Через час во двор наехало видимо-невидимо. Тут тебе и пожарная цистерна, и "рафик" скорой помощи и милицейские "уазики", и даже "двадцать четверка" первого секретаря. По сути, "первый" и руководил всей операцией. В считанные минуты были эвакуированы люди, дом обнесен заградительными веревками с красными предупредительными флажками, солдаты обследовали дом и нашли, что подпорченными оказались не только квартира над рогозинской комнатой, но и подвал, и квартиры по-соседству. Штукатурка в доме облупилась, стены на втором этаже дали трещины и зияли теперь голым кирпичом.
"Ломайте дверь!"- приказал "первый". Наготове уже стояли четверо рядовых, вооруженных топорами. Ломать только было нечего. Соседи позаботились. По команде толстый прапорщик и бойцы проникли в прихожую и осмотрелись. Здесь еще можно было развернуться, в комнате же ветви и корни настолько переплелись, что совсем не пропускали дневного света. Внесли фонари, подсветили. Стены засверкали разными цветами, они совсем не казались ровными. Один из солдат подошел к стене и тронул её. Тронул и быстро брезгливо оторвал руку. На его пальцах осталась какая-то мерзкая, тягучая слизь. "Будто кто-то оплевал стены",- подумал старшина и посмотрел на лица своих бойцов. Никто не смеялся. Старшине тоже вдруг показалось, что смеяться сейчас не к месту. Ему даже стало немного боязно. Но служба есть служба. Отогнав навязчивые страхи, он кашлянул по привычке, сказал строго: "Ладно, кончай экскурсию! Начнем работу!"- первым поднял топор, взмахнул им и со всего маху воткнул его в дерево. Ствол задрожал, завибрировал и издал тонкий звук. Тут же то один, то другой стволы начали вибрировать в унисон первому, издавая такие же звуки. Откуда-то из зарослей резкими хлопками сорвались летучие мыши и стали друг за другом вырываться во двор через разбитые окна, бросаясь из стороны в сторону, будто натыкаясь на невидимые преграды.
Солдаты было попятились к выходу, но старшина пристыдил их:
- Вы что, сосунки, мышей испугались? Живо за работу!
Нехотя солдаты подняли отброшенные топоры и распределились. В руках старшины зажужжала электропила и яростно врезалась в одеревенелый ствол. Вслед за ней с боков застучали топоры. Удары сыпались один за другим, второпях, неуклюже. Стволы дрожали, ветви качались, листья хлопали по лицам и потным спинам. Вскоре все звуки слились в один монотонный гул. У солдат от шума заложило уши, а от страха и от желания поскорее все закончить неистово колотились сердца.
- Старшина!- неожиданно, стараясь перекричать всё, закричал один из бойцов.- Старшина!
На миг прервавшись, прапорщик посмотрел вверх, туда, куда указывал солдат, и оторопел. Кровля обрушилась, проломав пробитый фикусом потолок второго этажа, и готова была вот-вот сорваться вниз.

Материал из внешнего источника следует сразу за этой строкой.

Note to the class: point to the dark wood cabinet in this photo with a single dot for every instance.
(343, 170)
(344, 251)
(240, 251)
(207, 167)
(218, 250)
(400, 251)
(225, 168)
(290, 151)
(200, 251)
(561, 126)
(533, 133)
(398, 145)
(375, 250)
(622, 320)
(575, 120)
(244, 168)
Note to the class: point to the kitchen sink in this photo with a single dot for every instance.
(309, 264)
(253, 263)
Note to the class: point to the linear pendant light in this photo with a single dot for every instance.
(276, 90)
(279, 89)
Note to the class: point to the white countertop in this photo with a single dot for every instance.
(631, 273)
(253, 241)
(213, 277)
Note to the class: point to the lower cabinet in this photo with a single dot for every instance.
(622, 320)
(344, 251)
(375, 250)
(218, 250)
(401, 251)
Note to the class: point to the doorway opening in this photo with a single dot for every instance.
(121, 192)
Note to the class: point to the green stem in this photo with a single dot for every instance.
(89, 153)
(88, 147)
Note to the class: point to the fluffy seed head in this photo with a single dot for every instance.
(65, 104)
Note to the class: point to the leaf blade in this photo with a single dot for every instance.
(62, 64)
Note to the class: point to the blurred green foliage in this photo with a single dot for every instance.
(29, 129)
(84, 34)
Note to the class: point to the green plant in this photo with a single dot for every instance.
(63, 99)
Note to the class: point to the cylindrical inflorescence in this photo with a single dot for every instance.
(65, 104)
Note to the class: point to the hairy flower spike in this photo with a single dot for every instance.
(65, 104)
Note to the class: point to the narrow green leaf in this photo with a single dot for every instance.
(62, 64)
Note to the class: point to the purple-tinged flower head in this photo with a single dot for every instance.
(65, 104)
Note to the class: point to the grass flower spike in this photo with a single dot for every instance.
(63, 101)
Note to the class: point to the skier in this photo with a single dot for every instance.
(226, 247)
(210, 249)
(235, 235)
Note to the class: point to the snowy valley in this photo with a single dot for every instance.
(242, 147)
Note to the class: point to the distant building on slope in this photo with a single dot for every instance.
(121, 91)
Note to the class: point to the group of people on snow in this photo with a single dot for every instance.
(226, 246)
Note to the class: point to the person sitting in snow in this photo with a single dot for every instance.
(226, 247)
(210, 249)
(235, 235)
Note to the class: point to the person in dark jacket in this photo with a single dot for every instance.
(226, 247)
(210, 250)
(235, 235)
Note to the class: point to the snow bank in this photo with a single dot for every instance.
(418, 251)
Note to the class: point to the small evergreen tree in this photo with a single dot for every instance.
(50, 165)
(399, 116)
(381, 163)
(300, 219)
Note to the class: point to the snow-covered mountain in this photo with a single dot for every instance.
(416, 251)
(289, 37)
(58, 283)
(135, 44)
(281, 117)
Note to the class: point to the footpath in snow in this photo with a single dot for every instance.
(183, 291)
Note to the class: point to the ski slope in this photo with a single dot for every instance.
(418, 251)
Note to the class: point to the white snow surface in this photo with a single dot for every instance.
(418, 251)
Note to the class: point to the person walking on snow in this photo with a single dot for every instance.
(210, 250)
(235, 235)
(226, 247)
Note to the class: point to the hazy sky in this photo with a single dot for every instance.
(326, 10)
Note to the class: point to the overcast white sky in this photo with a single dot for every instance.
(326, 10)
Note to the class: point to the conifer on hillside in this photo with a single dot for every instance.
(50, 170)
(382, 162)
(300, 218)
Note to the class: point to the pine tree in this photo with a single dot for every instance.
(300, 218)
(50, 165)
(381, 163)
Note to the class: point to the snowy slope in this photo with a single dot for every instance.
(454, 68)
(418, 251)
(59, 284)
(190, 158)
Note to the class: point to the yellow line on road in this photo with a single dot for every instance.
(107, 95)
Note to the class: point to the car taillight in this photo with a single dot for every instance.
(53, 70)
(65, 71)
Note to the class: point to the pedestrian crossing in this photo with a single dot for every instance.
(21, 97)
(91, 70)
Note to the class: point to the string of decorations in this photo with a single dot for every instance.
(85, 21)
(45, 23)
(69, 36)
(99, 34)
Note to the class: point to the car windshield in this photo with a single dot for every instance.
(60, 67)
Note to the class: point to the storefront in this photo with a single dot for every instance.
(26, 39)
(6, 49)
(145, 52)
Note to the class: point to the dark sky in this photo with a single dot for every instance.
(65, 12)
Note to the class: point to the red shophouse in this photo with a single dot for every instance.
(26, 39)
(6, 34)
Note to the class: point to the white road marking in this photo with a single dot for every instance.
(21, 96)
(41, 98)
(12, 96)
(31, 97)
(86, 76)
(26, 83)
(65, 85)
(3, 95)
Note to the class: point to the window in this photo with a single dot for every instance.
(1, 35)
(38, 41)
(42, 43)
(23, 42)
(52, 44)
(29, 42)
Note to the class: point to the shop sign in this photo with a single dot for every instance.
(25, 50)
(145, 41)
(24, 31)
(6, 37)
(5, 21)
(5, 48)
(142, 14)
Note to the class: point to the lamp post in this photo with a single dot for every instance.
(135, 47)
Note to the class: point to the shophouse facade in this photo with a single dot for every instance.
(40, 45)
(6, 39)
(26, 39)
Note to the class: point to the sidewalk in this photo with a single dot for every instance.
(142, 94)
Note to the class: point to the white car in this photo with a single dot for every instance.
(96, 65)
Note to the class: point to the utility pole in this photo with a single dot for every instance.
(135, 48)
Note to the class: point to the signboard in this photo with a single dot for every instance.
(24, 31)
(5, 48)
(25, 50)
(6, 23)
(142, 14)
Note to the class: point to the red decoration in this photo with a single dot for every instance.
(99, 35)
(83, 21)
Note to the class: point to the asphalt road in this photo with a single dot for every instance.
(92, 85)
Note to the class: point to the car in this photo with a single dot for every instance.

- Бросай работу!- не стал долго думать старшина.- Всем во двор!
Солдаты будто только того и ждали: ринулись к выходу, сталкиваясь спинами и боками, огибая стволы и перепрыгивая через корни. В общем коридоре рухнул потолок и накренилась стена соседней квартиры. Уже кричал в мегафон капитан, приказывая покинуть здание, сыпалась штукатурка, где-то трещали доски и стекла.
Старшина поспешно гнал бойцов:
- Быстрее, сынки, быстрее! Не застревать!
Успели. Выскочили в самый раз. Едва отряхнулись, как снова заскрипело, зашуршало, посыпалось. Черепица лопалась и падала внутрь. Через десять минут дом рухнул, обдав всех огромным облаком пыли. Из-под обломков разрушенного здания, сбросив с себя излишнюю тяжесть, выпростался гигантский, развесистый фикус. Он стоял величественно и несокрушимо, как некогда, вероятно, стоял знаменитый Родосский колосс.